En marge de la 6è conférence internationale sur le droit des peuples à la résistance qui s’est tenu ce weekend à Alger, le président de la RASD, Brahim Ghali, s’en est vertement pris à l’ONU.
Au moment où le Maroc hausse le ton en réaction aux provocations du Polisario qui souhaite créer un « état de facto » dans la zone de Gergarat, dans le Sahara marocain, à l’autre côté de la Moulouya, se tenait en même temps la 6è conférence internationale sur le droit des peuples à la résistance à Alger, en présence du chef du Polisario Brahim Ghali, comme le rapporte l’agence de presse algérienne APS.
Au terme des travaux de cette conférence, dont le thème de cette sixième édition était «Le Droit des peuples à la résistance: Le Cas du peuple sahraoui», le leader séparatiste a encore une fois salué le soutien de son parrain, l’Algérie, et sa «position immuable à laquelle le peuple algérien nous a habitué depuis le temps où nous étions sous colonisation étrangère».

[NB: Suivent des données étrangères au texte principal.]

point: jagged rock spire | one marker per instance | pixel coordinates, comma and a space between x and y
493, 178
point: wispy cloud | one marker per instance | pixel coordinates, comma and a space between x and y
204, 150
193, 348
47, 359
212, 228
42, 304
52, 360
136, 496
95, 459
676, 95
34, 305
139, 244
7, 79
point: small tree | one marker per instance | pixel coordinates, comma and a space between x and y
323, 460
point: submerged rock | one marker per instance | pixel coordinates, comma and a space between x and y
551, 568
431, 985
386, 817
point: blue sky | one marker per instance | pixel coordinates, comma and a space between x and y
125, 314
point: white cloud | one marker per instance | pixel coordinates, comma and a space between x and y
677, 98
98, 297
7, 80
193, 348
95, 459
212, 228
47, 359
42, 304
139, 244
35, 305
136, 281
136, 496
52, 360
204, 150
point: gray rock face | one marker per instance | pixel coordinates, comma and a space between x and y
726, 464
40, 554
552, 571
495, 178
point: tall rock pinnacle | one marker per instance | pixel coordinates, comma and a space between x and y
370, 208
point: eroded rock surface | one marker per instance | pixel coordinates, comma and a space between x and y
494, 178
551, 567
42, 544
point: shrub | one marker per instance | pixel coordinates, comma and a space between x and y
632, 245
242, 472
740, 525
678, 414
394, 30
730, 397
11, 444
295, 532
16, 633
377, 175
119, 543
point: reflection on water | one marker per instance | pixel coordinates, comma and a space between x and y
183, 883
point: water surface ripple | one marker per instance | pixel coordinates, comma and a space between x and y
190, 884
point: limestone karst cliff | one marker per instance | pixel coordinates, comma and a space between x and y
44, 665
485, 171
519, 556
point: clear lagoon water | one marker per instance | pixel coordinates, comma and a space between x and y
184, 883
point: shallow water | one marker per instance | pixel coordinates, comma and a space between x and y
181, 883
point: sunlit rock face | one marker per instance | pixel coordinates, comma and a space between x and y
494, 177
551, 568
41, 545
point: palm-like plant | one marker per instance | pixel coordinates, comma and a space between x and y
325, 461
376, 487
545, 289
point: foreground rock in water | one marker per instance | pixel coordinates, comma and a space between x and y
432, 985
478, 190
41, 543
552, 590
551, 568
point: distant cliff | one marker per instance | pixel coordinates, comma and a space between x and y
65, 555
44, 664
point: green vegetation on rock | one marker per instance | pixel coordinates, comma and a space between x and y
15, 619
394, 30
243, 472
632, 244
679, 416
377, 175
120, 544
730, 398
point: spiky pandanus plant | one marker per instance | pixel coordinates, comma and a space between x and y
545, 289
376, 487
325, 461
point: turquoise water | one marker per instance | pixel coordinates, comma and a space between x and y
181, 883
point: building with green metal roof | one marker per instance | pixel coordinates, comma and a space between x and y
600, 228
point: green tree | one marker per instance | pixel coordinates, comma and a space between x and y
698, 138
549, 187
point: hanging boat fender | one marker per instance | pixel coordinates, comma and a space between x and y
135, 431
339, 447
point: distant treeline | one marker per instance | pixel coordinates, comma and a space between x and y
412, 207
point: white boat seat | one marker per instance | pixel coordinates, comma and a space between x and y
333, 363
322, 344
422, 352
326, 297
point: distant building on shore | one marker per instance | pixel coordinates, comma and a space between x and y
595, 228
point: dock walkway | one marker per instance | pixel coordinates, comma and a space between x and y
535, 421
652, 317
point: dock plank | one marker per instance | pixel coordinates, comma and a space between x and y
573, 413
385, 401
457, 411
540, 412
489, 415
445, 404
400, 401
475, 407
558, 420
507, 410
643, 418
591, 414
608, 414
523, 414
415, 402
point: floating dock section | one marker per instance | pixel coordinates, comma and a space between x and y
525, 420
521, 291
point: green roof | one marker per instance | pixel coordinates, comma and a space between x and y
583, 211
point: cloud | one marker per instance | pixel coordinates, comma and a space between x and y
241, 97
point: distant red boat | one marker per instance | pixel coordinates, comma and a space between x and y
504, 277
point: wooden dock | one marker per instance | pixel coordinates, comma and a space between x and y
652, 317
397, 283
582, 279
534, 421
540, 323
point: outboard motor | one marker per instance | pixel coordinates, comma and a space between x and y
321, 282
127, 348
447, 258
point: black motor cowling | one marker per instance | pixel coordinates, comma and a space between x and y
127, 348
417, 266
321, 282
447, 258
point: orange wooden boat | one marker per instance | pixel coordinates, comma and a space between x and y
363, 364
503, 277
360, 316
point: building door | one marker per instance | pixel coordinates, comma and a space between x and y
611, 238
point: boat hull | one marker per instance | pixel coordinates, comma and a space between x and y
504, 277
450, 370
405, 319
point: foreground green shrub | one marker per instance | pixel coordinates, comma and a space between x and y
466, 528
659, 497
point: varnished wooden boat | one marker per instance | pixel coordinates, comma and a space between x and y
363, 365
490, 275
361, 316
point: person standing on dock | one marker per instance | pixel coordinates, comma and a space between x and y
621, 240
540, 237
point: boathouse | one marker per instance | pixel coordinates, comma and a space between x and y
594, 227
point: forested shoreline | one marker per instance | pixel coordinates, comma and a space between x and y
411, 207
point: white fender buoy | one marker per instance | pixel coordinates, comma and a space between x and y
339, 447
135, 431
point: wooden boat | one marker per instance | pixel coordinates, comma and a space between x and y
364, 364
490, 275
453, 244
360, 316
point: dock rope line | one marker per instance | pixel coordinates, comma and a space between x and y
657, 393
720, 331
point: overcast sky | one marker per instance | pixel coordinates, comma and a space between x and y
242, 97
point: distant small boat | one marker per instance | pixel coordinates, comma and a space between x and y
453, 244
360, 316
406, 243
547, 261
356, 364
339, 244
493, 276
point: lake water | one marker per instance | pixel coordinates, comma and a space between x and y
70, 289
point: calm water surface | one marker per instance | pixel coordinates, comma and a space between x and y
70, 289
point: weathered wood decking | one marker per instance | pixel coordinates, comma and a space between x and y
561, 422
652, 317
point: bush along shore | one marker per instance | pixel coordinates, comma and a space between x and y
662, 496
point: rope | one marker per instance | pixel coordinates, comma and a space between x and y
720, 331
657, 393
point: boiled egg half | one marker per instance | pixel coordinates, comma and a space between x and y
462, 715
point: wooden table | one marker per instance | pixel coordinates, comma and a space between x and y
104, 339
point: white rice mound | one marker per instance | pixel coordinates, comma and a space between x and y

Plus remarquable est le message adressé par Ghali à l’endroit de l’ONU, dont l’envoyé personnel pour le Sahara Horst Köhler vient de délivrer un rapport à Antonio Guterres, plutôt favorable au Maroc, et qui ne prévoit pas de mise en place d’un mécanisme de protection des droits de l’Homme au Sahara. Ce qui n’a pas du plaire aux séparatistes.
Lors du point presse tenu au terme des travaux de la Conférence d’Alger, Ghali s’en est pris directement à l’ONU. Selon lui, il est «inacceptable de voir les Nations Unies qui sont les responsables directs de la zone de conflit au Sahara Occidental, absents pour la protection et la surveillance des droits de l’homme».